Commentary Par XXXI 79-81

For the figural equation, Beatrice as Dante's 'Christ,' see Hollander (Holl.1969.1), p. 261.  After calling attention to the poet's last words to Virgil in the poem ([Purg XXX 51]), 'Virgilio a cui per mia salute die'mi' (Virgil, to whom I gave myself for my salvation), he then continues as follows, discussing this tercet: 'At Dante's beginnings we do well to have in mind his endings, and vice versa.  It is Beatrice, the figure of Christ, who brings Dante to salvation; it is Virgil who brings Dante to Beatrice.  Dante does not (and did not in the Vita nuova) use the word salute lightly.  His last words to Virgil give him the highest function anyone less than Christ can perform, and that is to bring another to Christ.'  In this vein, see Scott (Scot.1973.1), p. 570.  See also Iannucci (Iann.1995.2), p. 483 (citing his earlier article [Iann.1979.1]), who also notes Beatrice's Christlike attributes in this passage (as, once again, does Scott [Scot.2002.1], p. 486).  This has become more or less the standard interpretation of those considered by some in Italy to be part of a so-called scuola americana, 'the American school' (of Dante studies).  And see Pasquini (Pasq.2001.1), p. 254, remarking on the 'near-heterodoxy' of these verses.
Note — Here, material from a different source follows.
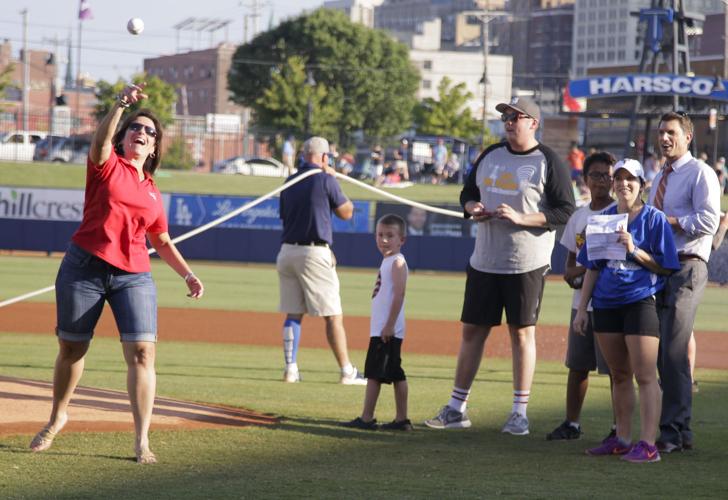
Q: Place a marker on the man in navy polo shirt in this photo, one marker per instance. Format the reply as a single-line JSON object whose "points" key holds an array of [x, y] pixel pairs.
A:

To be honest, this reading seems so obvious that one feels apologetic for harping on it.  However, to understand what blinders Dantists accustomed themselves to wearing whenever they came near the border of so 'blasphemous' a theologized poetic for the poem, see the allegorizing glosses of such as Benvenuto da Imola (comm. to this tercet).  In his reading (and he is far from being alone in it), Beatrice becomes 'theology' who comes down to this 'hell on earth' (our world, not Limbo) in order to bring her message to all mortals (including, we assume, Dante Alighieri).  This is so flagrantly wrongheaded that one has to admire Benvenuto at least for his stubbornness in not yielding to a Christological interpretation of Beatrice nor to a personal one of Dante, who, in his treatment, is only a stand-in for all humankind.  This, one of the most personal moments of the Commedia, is thus turned into a kind of simple-minded version of an uplifting moral tale, one only implausibly attributed to the genius of Dante.  Reviewing responses to this passage in the DDP, one finds the word 'Christ' only in Singleton's commentary (DDP Singleton.Par.XXXI.91) of 1975.  How did (or does) anyone read this passage and not think of Christ's descent into Hell and His subsequent harrowing of the Hebrew saints?  However, not even Giacalone, the first commentator who presents himself as a follower of the figural interpretation sponsored first by Auerbach (cited by him in 56 glosses) and then by Singleton (cited in 25), responds as one might have expected he would to this provocation.  It is surely more shocking that Singleton, who only mentions Auerbach once in his commentary, not even on that occasion (his gloss to [Purg XII 40-42]) refers to Auerbach's discussions of Dante's figural technique (something Singleton never did in any of his publications; see Hollander [Holl.2001.1], p. 38).  Talk about Harold Bloom's 'anxiety of influence'!